Commercial establishments that deliver bags to their customers must charge them a fee of 20 Colombian pesos (approximately 1 cent) for each bag. This rate will increase by 10 pesos (half a dollar) each year, so that by 2020 it will reach 50 pesos (2 cents) per bag.
"This tax aims at an environmental sustainability that will depend on the conscience of each one of the Colombians", indicated the Minister of Environment and Sustainable Development of Colombia, Luis Gilberto Murillo.
Colombia, a member of the UN Environment Clean Seas campaign, has already reduced the consumption of plastic bags by 27% during 2017 after launching other measures that discourage their use and promote biodegradable bags.
Bags smaller than 30 × 30 centimeters were out of circulation since December 31, 2016 and the new ones must have sufficient capacity to support more weight, as well as messages alluding to recycling and caring for the planet.
With these policies, framed in the local campaignGive back to the Planet, the Government and private companies seek to gradually reduce the use of bags in the following years, until reaching a reduction of 60% compared to 2016 levels.
“Colombia advances in the regulation of plastic bags. In the last year we have seen a change in the consumption habit that undoubtedly has a very positive impact when it comes to reducing the environmental effects of waste such as plastic, ”said Minister Murillo.

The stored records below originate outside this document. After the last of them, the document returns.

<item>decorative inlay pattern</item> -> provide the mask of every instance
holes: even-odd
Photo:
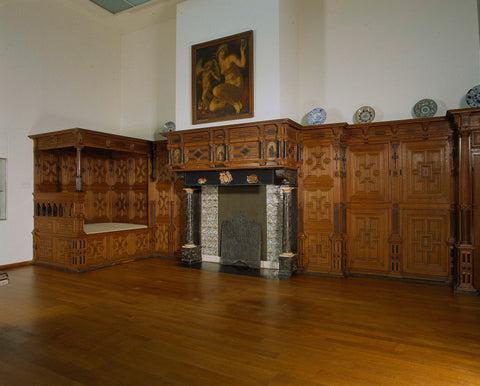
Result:
[[[218,256],[218,187],[202,187],[202,253]]]
[[[267,185],[267,260],[278,261],[282,253],[283,192],[279,186]]]
[[[442,154],[438,150],[412,152],[410,193],[442,193]]]
[[[411,219],[412,261],[414,264],[441,264],[442,221],[440,219]]]
[[[307,221],[330,221],[332,218],[331,191],[305,191]]]

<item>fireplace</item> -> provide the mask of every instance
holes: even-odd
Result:
[[[182,262],[241,265],[268,277],[290,277],[296,270],[296,173],[237,170],[227,180],[222,173],[185,173]]]

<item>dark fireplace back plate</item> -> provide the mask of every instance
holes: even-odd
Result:
[[[222,223],[220,263],[260,268],[262,227],[240,213]]]

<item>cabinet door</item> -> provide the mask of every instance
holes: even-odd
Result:
[[[389,200],[387,144],[353,145],[347,150],[347,201]]]
[[[330,237],[333,232],[333,161],[330,144],[305,146],[302,174],[304,259],[309,272],[332,270]]]
[[[405,210],[403,216],[403,270],[431,280],[447,280],[449,270],[449,213]]]
[[[388,144],[353,145],[347,150],[346,268],[385,274],[390,231]]]
[[[448,203],[450,196],[450,157],[445,142],[405,144],[403,201]]]
[[[371,274],[388,269],[389,211],[352,209],[347,216],[347,270]]]
[[[449,280],[452,181],[448,143],[404,144],[402,238],[405,277]]]

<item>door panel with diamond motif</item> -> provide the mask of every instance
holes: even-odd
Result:
[[[389,199],[387,144],[352,145],[347,149],[347,201]]]
[[[356,209],[348,212],[349,258],[347,270],[385,273],[388,266],[388,210]]]
[[[312,141],[313,142],[313,141]],[[330,144],[309,143],[302,165],[304,264],[309,272],[332,271],[333,149]]]

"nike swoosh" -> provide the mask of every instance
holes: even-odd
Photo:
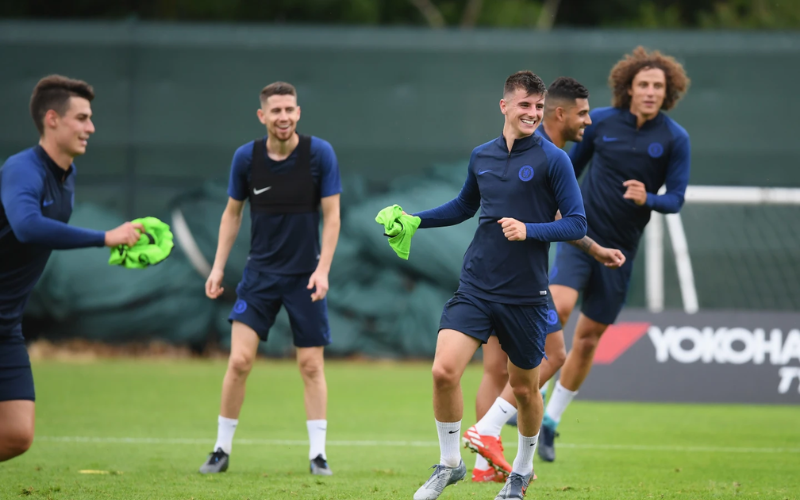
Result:
[[[270,189],[272,189],[272,186],[267,186],[267,187],[265,187],[265,188],[263,188],[263,189],[256,189],[256,188],[253,188],[253,194],[261,194],[261,193],[263,193],[264,191],[269,191]]]
[[[449,431],[448,434],[455,434],[458,431]]]
[[[606,136],[603,136],[603,142],[614,142],[614,141],[617,141],[617,140],[619,140],[619,139],[618,139],[618,138],[616,138],[616,137],[606,137]]]
[[[504,410],[504,409],[502,409],[502,408],[500,408],[500,411],[502,411],[503,413],[508,413],[507,411],[505,411],[505,410]]]
[[[317,427],[317,429],[319,429],[319,430],[321,430],[321,431],[327,431],[327,430],[328,430],[328,429],[326,429],[325,427]]]
[[[478,175],[483,175],[486,172],[491,172],[491,170],[482,170],[482,171],[478,172]]]
[[[53,204],[53,200],[45,200],[45,201],[42,202],[42,206],[43,207],[49,207],[52,204]]]

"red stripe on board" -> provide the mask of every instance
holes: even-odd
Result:
[[[600,344],[594,353],[598,365],[610,365],[622,356],[637,340],[642,338],[650,323],[619,323],[611,325],[600,337]]]

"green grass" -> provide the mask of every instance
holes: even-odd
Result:
[[[307,438],[297,369],[259,362],[231,469],[201,476],[197,468],[216,436],[224,369],[222,361],[35,363],[37,441],[0,464],[0,498],[407,500],[438,461],[428,364],[328,364],[335,475],[317,478],[307,472],[306,445],[291,443]],[[474,419],[480,374],[471,366],[464,377],[465,426]],[[558,460],[535,462],[539,480],[529,498],[800,499],[797,407],[577,401],[559,431]],[[369,440],[421,443],[336,444]],[[506,427],[504,441],[513,460],[513,428]],[[471,469],[473,456],[463,456]],[[499,487],[464,482],[441,498],[491,500]]]

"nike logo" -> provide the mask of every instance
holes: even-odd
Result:
[[[321,431],[327,431],[328,430],[326,427],[317,427],[317,429],[319,429]]]
[[[49,207],[49,206],[50,206],[50,205],[52,205],[52,204],[53,204],[53,200],[44,200],[44,201],[42,202],[42,206],[43,206],[43,207]]]
[[[458,431],[449,431],[448,434],[455,434]]]
[[[619,140],[619,139],[617,139],[616,137],[603,136],[603,142],[614,142],[614,141],[617,141],[617,140]]]
[[[507,411],[505,411],[503,408],[500,408],[500,411],[502,411],[503,413],[508,413],[508,412],[507,412]]]
[[[531,446],[536,446],[536,443],[532,444]]]
[[[253,188],[253,194],[261,194],[261,193],[263,193],[264,191],[269,191],[270,189],[272,189],[272,186],[267,186],[267,187],[265,187],[265,188],[263,188],[263,189],[256,189],[256,188]]]
[[[483,175],[486,172],[491,172],[491,170],[481,170],[480,172],[478,172],[478,175]]]

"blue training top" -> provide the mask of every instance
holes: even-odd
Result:
[[[262,139],[267,140],[266,136]],[[274,161],[265,153],[267,167],[280,174],[294,167],[298,148],[282,161]],[[311,175],[325,198],[342,192],[339,163],[330,143],[311,137]],[[233,154],[228,196],[244,201],[248,198],[253,164],[253,141]],[[273,274],[308,274],[317,268],[319,259],[319,212],[297,214],[251,213],[250,255],[247,266],[255,271]]]
[[[472,151],[467,180],[454,200],[414,215],[420,228],[459,224],[481,209],[478,229],[464,255],[459,290],[505,304],[547,302],[551,241],[586,235],[586,216],[567,154],[532,135],[503,136]],[[562,218],[553,221],[556,211]],[[498,220],[525,223],[527,239],[508,241]]]
[[[581,183],[588,235],[600,245],[635,253],[651,210],[668,214],[683,206],[689,183],[689,134],[664,113],[641,129],[627,109],[597,108],[590,116],[592,124],[583,141],[569,153],[576,177],[592,160]],[[622,183],[630,179],[645,185],[643,206],[622,197],[627,189]],[[657,194],[664,183],[667,192]]]
[[[105,233],[67,224],[75,201],[75,166],[65,171],[41,146],[6,160],[0,200],[0,336],[6,336],[22,323],[50,252],[102,247]]]

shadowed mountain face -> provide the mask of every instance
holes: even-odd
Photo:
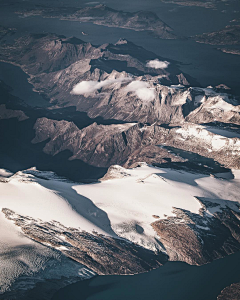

These commitments are aligned with the UN Environment Clean Seas campaign, which seeks to end by 2022 the production of microplastics and single-use plastics.
In addition to Colombia, the governments of Brazil, Costa Rica, Panama, the Dominican Republic and the Mexican city of Tijuana support the campaign and have pledged to combat marine pollution.
According to official estimates and the WWF organization, a Colombian uses 6 bags a week, 24 a month, 288 a year and 22,176 in an average life span of 77 years. An unsustainable pace that causes negative impacts on the health of the oceans.
At the Conference on the Oceans, which was held from June 5 to 9 in New York, Colombia ratified the commitment to increase the extent of marine protected areas from the current 8.59% to at least 13% of the Colombian marine territory, for above the global target of 10% by 2020.
Colombia is one of the countries with the greatest marine diversity in the world, with a coastline of 2,900 kilometers and a territorial sea that reaches almost one million square kilometers. In its waters there are 2,600 marine species, 155 hard corals and 6 of the 7 existing species of turtles.
Marine litter, mostly made up of plastic debris, is one of the serious threats that looms over the oceans. Twenty times more plastic is produced today than in the 1960s.
Every year, more than 8 million tons of plastic are discharged into the oceans, causing $ 8 billion in damage to economic activities such as fishing, aquaculture and tourism. If urgent action is not taken, the oceans could host more plastics than fish by 2050.